Diffuse varices in the sigmoid colon developed due to massive thrombosis in the PSS. The endoscopic findings can be used to stratify the risk of bleeding in gastrointestinal varices. The red color sign is useful for predicting the first onset of bleeding from esophageal and rectal varices (22,23). In our patient, the sigmoid colon varices did not show a red color sign, and the patient did not develop variceal bleeding. However, alterations in hemodynamics due to thrombosis may result in a deterioration of the varices. Evaluation by CT and endoscopy is needed in the follow-up period. If varices in the sigmoid colon showed signs of high-risk bleeding (either enlargement or the red color sign), then we consider prophylactic endoscopic intervention, such as endoscopic injection sclerosis (EIS) or endoscopic variceal ligation (EVL). There have been reports that both EIS and EVL are effective for the treatment of varices of the rectum (24). Although it is unknown which procedure is preferable, we prefer to perform EIS using either the ethanolamine oleate method or n-butyl-2-cyanoacrylate method, as there might be a risk of wide-ranging mucosal defects on the varices in the event of insufficient variceal ligation.

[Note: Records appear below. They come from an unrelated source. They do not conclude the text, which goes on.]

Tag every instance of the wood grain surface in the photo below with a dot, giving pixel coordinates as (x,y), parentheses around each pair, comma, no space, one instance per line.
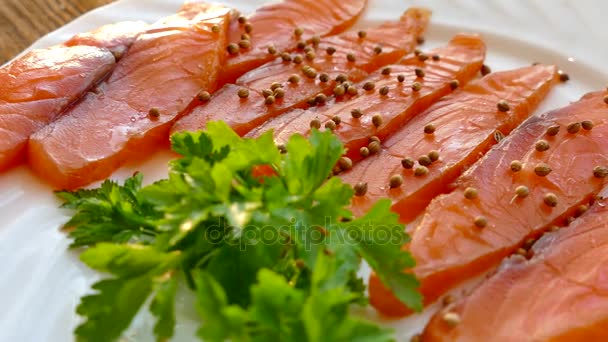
(24,21)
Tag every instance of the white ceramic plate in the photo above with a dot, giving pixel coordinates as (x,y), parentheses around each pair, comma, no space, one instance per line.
(41,282)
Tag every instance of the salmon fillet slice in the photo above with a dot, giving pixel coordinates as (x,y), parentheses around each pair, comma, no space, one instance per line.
(130,114)
(244,114)
(116,37)
(557,156)
(458,61)
(571,305)
(37,87)
(465,125)
(275,24)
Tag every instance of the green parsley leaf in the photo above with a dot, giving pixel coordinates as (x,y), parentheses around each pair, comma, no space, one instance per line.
(264,239)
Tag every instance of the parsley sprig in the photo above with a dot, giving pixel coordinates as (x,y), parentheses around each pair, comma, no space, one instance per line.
(264,239)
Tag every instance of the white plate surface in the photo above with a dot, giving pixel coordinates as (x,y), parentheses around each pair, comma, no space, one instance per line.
(41,282)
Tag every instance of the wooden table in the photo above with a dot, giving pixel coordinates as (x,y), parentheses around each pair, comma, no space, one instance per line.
(24,21)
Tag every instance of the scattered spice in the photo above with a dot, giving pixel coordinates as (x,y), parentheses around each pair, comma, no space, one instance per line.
(377,120)
(516,166)
(232,48)
(275,85)
(285,57)
(360,189)
(279,93)
(498,136)
(542,145)
(395,181)
(374,147)
(553,130)
(321,98)
(424,160)
(269,100)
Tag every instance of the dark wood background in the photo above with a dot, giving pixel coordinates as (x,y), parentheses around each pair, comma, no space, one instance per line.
(24,21)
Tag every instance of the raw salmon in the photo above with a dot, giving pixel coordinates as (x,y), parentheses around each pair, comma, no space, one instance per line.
(37,87)
(275,24)
(130,114)
(465,125)
(561,294)
(545,172)
(115,37)
(396,38)
(458,61)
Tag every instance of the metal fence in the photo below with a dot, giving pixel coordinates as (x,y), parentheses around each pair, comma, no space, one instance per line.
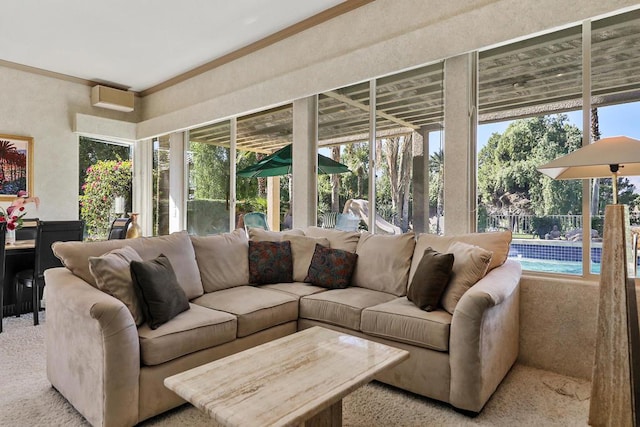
(524,224)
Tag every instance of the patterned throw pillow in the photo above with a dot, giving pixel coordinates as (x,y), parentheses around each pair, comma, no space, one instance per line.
(270,262)
(331,268)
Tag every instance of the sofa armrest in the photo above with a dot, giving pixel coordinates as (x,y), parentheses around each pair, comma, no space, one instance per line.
(484,336)
(93,353)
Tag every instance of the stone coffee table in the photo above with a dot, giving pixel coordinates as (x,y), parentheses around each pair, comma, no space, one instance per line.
(297,379)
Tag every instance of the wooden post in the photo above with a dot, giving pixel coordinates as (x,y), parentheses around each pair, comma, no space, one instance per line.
(614,393)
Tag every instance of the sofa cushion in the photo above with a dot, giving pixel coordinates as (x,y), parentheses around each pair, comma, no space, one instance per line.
(331,268)
(223,259)
(297,289)
(113,276)
(384,262)
(400,320)
(270,262)
(176,246)
(470,264)
(497,242)
(345,240)
(192,330)
(256,308)
(261,235)
(341,307)
(430,280)
(162,297)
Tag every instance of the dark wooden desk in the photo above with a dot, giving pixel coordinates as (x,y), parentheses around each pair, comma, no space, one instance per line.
(18,256)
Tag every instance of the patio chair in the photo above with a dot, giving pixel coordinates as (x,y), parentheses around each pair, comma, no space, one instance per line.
(255,220)
(329,219)
(347,222)
(119,228)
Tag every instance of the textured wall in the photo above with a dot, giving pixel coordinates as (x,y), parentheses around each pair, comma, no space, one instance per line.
(45,108)
(558,320)
(382,37)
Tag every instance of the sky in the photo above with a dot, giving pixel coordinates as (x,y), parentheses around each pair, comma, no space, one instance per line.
(614,120)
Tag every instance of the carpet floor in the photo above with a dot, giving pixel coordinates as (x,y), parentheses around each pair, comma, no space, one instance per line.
(527,396)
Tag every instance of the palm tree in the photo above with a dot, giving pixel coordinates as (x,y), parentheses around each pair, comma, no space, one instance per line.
(436,170)
(595,136)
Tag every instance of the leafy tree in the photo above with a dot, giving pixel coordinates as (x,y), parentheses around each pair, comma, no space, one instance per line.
(508,179)
(105,180)
(210,171)
(92,150)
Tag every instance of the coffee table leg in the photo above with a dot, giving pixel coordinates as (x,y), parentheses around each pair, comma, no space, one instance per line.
(330,417)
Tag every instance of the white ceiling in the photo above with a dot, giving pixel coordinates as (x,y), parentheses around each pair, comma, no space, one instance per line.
(137,44)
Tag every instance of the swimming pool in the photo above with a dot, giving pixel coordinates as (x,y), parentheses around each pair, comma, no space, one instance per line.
(554,266)
(554,256)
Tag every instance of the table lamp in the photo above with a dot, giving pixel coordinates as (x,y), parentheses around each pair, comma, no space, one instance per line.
(615,389)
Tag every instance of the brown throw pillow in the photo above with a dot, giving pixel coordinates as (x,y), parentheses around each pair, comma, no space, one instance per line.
(470,265)
(163,298)
(270,262)
(430,280)
(331,268)
(113,276)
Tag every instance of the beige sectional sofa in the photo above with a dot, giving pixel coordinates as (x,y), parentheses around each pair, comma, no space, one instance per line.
(112,370)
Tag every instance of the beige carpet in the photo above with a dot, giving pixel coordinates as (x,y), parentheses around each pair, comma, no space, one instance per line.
(527,397)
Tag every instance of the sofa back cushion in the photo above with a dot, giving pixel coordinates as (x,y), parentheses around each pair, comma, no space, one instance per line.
(261,235)
(384,262)
(495,242)
(302,249)
(176,247)
(345,240)
(223,260)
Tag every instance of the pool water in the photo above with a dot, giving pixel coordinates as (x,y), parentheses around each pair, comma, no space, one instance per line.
(552,266)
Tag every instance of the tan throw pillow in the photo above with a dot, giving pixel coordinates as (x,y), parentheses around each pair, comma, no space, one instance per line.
(302,249)
(176,246)
(430,280)
(383,262)
(496,242)
(344,240)
(223,260)
(470,264)
(113,276)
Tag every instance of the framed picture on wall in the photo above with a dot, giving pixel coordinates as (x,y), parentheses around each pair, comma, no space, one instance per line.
(16,165)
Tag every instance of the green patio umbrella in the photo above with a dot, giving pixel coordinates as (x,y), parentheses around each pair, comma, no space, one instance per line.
(279,163)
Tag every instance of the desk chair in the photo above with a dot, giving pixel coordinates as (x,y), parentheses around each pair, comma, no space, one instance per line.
(347,222)
(3,236)
(48,233)
(29,229)
(255,220)
(119,228)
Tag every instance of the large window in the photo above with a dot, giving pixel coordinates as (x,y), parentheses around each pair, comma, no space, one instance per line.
(269,189)
(105,184)
(208,158)
(615,89)
(524,90)
(531,112)
(343,133)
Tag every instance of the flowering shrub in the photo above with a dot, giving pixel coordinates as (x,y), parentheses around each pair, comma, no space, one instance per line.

In summary, we herein described a case of massive NCPSS thrombosis, which was thought to be a congenital anomaly. Our case suggests that follow-up is needed in NCPSS patients for the early detection of complications, such as the development of PVT or ectopic varices. Furthermore, the hemodynamics can be complicated and vary widely among NCPSS patients. The treatment for an NCPSS, especially invasive interventions, should be carefully considered on a case-by-case basis for each patient.

The authors state that they have no Conflict of Interest (COI).